I have three tables:
x (column1,..., x_id)
y (column1, column2, colum3, ..., x_id, y_id)
z (column1, column2, colum3,..., x_id, y_id, z_id)
My final goal: delete duplicates in y table if all of their linked values (based on foreign keys) in z table are also exactly the same. For example, This is just an example.
For more clarification consider this example: y table: my table structure is very similar to this and this table is close to the reality of what I have.
column 1 | column 2 | x_id | y_id |
---|---|---|---|
foo | bar | 1 | 1 |
foo | bar | 1 | 2 |
xx | yy | 2 | 3 |
zz | kk | 2 | 4 |
tt | mm | 2 | 5 |
baz | qux | 3 | 6 |
baz | qux | 3 | 7 |
has two groups with the same column 1 and column 2 and x_id values (the y_ids = (1 and 2) and y_id == (6,7).
Then for these rows, I want to check a second table to see if all the items are the same. meaning they have the same items in the z table. The items of the y_id = 1 and y_id = 2 are the same, so one of them in the y table should be deleted.
{color:red;} column 1 | column 2 | column | x_id | y_id | z_id |
---|---|---|---|---|---|
foo | bar | qux | 1 | 1 | 1 |
foo2 | bar2 | qux2 | 1 | 1 | 2 |
foo | bar | qux | 1 | 2 | 3 |
foo2 | bar2 | qux2 | 1 | 2 | 4 |
baz | foo | qux | 3 | 6 | 5 |
baz2 | foo2 | qux1 | 3 | 6 | 6 |
baz3 | foo3 | qux2 | 3 | 6 | 7 |
baz | foo | qux | 3 | 7 | 8 |
baz2 | foo2 | qux1 | 3 | 7 | 9 |
I want to delete the row with y_id = 1 from the y table ( or y_id = 2, which duplicate row doesn't make a difference). The tables are very big so a fast solution would be great. I know I can join the tables, but I was hoping I could find another solution. A solution that can use the group by IDs instead and just look for the found items there inside the z table (third table)

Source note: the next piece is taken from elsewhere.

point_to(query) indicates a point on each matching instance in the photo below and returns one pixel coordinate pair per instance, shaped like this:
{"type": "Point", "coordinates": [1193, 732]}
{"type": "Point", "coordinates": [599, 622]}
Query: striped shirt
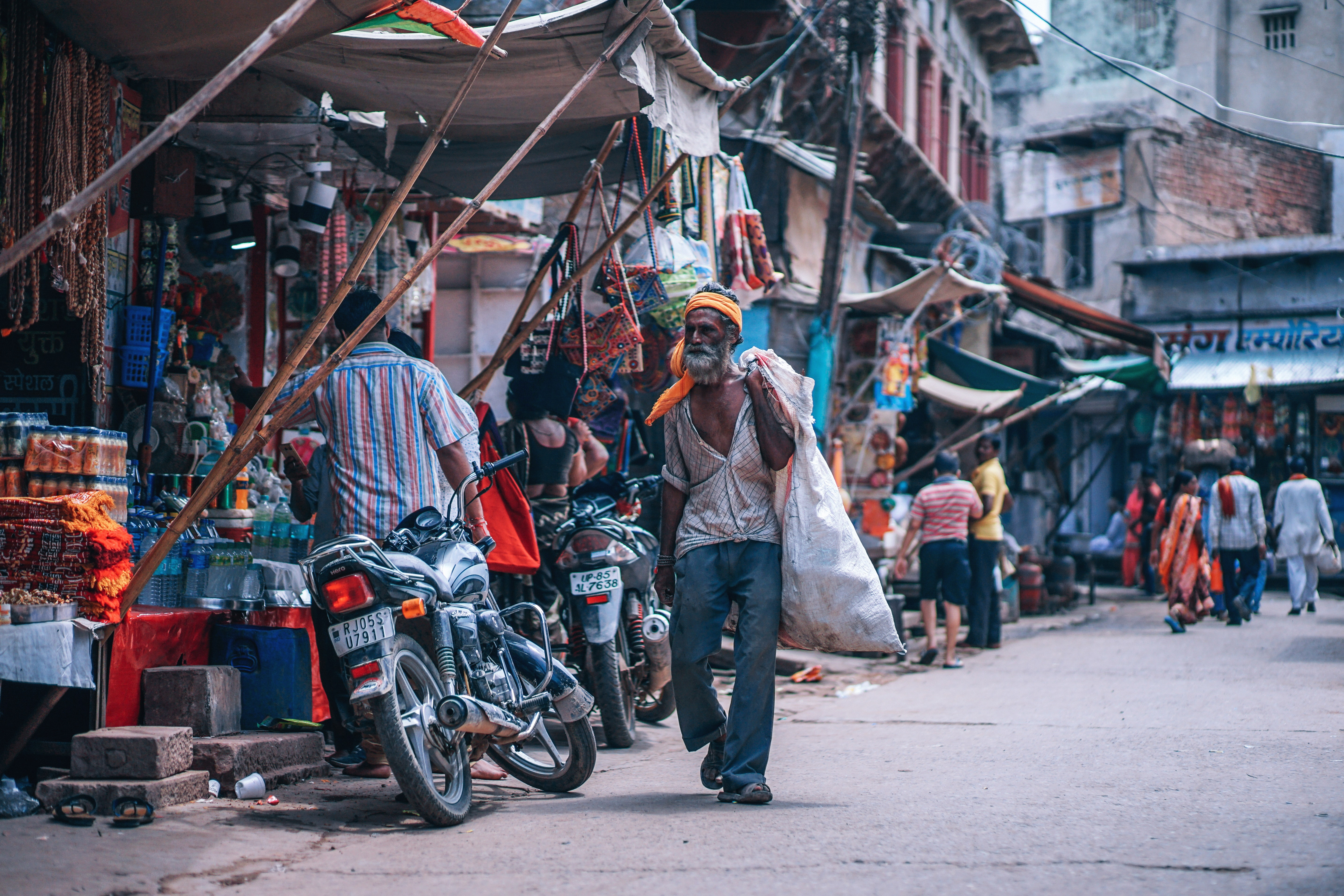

I believe the below example will help me to delete the rows I want:
WITH cte AS (
SELECT
a.column1 AS a_column1,
a.column2 AS a_column2,
a.y_id AS a_y_id,
a.x_id AS a_x_id,
b.column1 AS a_column1,
b.colum2 AS a_column2,
b.y_id AS b_y_id ,
b.x_id AS b_x_id
FROM YTable a
JOIN YTable b
ON a.column1 = b.column1
AND a.column2 = b.column2
AND a.x_id = b.x_id
AND a.y_id != b.y_id
WHERE a.y_id < b.y_id
)
SELECT
cte.*,
CASE
WHEN EXISTS (
SELECT 1
FROM (
SELECT * FROM ZTable
WHERE y_id = cte.y_id
) table1
FULL JOIN (
SELECT * FROM ZTable
WHERE y_id = cte.y_id
) table2
ON table1.colum1 = table2.column1
AND table1.colum2 = table2.colum2
AND table1.colum3 = table2.colum3
WHERE table1.column1 IS NULL OR table2.column1 IS NULL
)
THEN 'Not Identical'
ELSE 'Identical'
END AS duplicated
FROM cte;